Di Massimo Gnagnarini
Degli attuali ventimila abitanti di Orvieto solamente il 60% sono nativi. Di queste dodicimila persone, ovvero il 70%, sono pensionati. Sono numeri spietati ma che fotografano esattamente la nostra realtà locale con buona pace di coloro che ancora restano affezionati a un’idea nostalgica della Orvieto che fu. Una affezione innocua se declinata a chiacchiera da bar, ma assai pericolosa se posta a cardine di una visione sul futuro della città che la politica ha il compito di delineare.
Siamo chiari, di Progetto Orvieto ce ne è stato solo uno , l’unico che sia mai stato elaborato è risalente agli anni 70’, e ha consentito di risanare la città e i suoi monumenti , ma ha anche fallito l’obiettivo fondamentale dello sviluppo economico e demografico ( si pensi solo al PRG del Prof. Piccinato che prevedeva una espansione fino a 40.000 abitanti nel comune di Orvieto).
I negozietti storici nel Centro storico, lo struscio per il Corso, i militari con le loro famiglie a Orvieto durante le giornate del giuramento, e più indietro ancora i villani che risalivano la Cava la domenica mattina per gli acquisti, sono sbiadite cartoline di una Orvieto che non c’è più e che non tornerà mai più.
Al loro posto c’è fb, ci sono i turisti e ci sono i centri commerciali. Esattamente la Orvieto che i suoi cittadini con meno di vent’anni hanno solo e da sempre conosciuto.
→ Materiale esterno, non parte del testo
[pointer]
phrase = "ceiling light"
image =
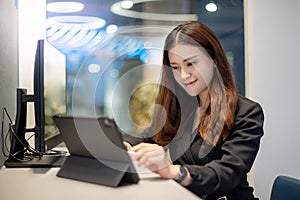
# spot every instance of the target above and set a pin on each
(65, 7)
(211, 7)
(111, 28)
(126, 4)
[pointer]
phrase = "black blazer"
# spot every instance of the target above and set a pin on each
(221, 170)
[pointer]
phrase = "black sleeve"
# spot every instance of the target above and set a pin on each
(238, 154)
(146, 136)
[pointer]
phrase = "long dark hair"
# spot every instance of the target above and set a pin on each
(218, 118)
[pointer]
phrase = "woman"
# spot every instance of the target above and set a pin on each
(210, 132)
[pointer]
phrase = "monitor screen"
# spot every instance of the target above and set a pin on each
(20, 149)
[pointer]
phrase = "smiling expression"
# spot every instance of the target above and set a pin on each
(192, 68)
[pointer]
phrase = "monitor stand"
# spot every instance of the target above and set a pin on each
(46, 161)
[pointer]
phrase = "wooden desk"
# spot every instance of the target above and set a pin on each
(43, 184)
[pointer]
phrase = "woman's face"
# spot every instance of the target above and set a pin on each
(192, 68)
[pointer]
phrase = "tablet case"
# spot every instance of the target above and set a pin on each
(97, 153)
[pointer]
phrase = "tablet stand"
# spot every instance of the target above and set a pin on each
(93, 171)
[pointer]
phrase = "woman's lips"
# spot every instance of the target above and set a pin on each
(190, 83)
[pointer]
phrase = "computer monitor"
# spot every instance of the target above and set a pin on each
(19, 145)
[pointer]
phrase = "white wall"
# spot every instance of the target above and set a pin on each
(273, 70)
(8, 58)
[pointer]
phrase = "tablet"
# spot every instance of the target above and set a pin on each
(97, 152)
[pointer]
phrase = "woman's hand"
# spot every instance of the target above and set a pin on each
(153, 157)
(127, 145)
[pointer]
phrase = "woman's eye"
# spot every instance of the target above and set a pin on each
(191, 64)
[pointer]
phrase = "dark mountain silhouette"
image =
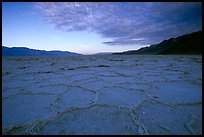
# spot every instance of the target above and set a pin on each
(23, 51)
(188, 44)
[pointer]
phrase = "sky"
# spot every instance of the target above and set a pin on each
(92, 27)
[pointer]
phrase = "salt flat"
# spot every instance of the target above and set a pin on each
(111, 94)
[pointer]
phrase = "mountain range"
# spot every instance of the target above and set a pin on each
(23, 51)
(188, 44)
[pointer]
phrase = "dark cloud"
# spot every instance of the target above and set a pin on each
(126, 22)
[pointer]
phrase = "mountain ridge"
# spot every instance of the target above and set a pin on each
(187, 44)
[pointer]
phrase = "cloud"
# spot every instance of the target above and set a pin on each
(126, 22)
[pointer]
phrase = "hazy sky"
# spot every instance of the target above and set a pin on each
(91, 27)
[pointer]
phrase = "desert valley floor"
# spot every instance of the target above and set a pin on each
(111, 94)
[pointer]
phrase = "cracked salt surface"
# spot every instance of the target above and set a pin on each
(102, 95)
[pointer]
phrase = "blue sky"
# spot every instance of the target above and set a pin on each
(89, 28)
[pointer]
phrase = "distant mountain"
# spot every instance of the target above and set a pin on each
(23, 51)
(104, 53)
(188, 44)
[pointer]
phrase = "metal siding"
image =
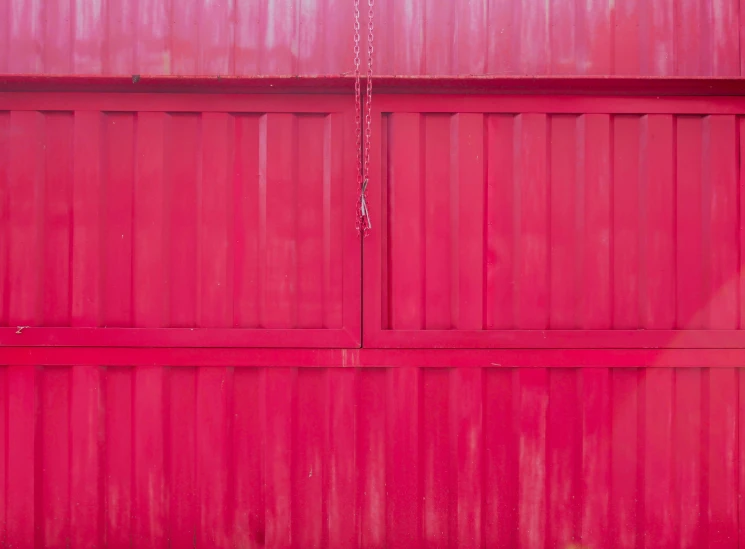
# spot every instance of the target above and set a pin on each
(424, 37)
(325, 456)
(512, 214)
(136, 218)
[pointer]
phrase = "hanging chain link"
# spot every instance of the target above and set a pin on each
(363, 135)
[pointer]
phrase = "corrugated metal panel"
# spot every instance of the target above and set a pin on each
(178, 211)
(398, 457)
(520, 214)
(425, 37)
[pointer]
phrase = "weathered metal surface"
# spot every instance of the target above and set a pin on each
(383, 457)
(499, 214)
(180, 211)
(424, 37)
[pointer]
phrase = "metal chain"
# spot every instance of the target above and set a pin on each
(363, 137)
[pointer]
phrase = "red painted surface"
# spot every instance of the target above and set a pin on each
(504, 214)
(224, 215)
(424, 37)
(396, 457)
(551, 353)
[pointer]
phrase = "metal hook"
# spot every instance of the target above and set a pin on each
(363, 205)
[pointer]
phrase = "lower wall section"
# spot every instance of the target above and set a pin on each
(370, 457)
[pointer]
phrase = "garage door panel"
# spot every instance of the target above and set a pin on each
(509, 228)
(237, 224)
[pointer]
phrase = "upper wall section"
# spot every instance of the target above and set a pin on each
(412, 37)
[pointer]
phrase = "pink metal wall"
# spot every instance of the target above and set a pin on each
(565, 428)
(501, 213)
(372, 457)
(426, 37)
(178, 211)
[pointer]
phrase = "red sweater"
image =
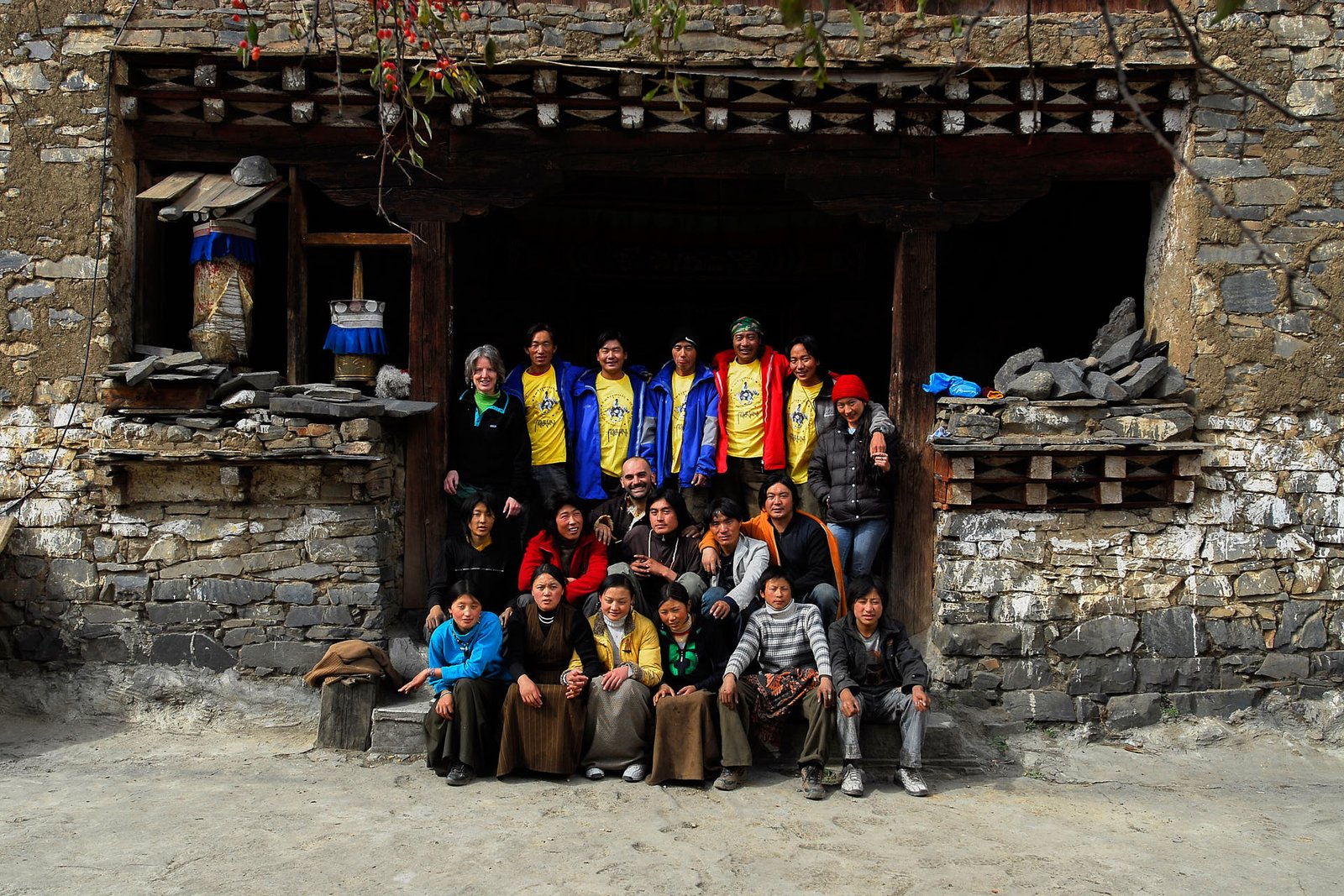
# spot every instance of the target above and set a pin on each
(588, 567)
(774, 367)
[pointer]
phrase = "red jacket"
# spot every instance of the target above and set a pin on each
(774, 367)
(588, 569)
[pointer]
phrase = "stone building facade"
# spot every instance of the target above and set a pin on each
(144, 540)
Semmai dovremmo attrezzarci con un nostro sistema di e-commerce per vendere il brand orvieto. Ma il vero nodo che abbiamo di fronte e che la politica orvietana deve saper sciogliere riguarda le priorità da dare alla spesa delle risorse, seppur sempre limitate, raccolte e gestite dal Comune di Orvieto dopo il suo risanamento finanziario. In altre parole che facciamo: diamo la precedenza alla spesa per i servizi pubblici a favore degli abitanti oppure mettiamo al primo posto la creazione dei servizi che favoriscono i flussi turistici e che già oggi generano un PIL dai 50 ai 70 mln di euro annui di cui beneficiano i tanti operatori del settore ? Temo che in campagna elettorale la risposta scontata prevalente dei candidati sia : “ ma è chiaro si deve dare la precedenza a entrambe le cose”. E così trascorrerà un’altro quinquennio guardando ai ricci di Germani e ai sorrisi della Tardani.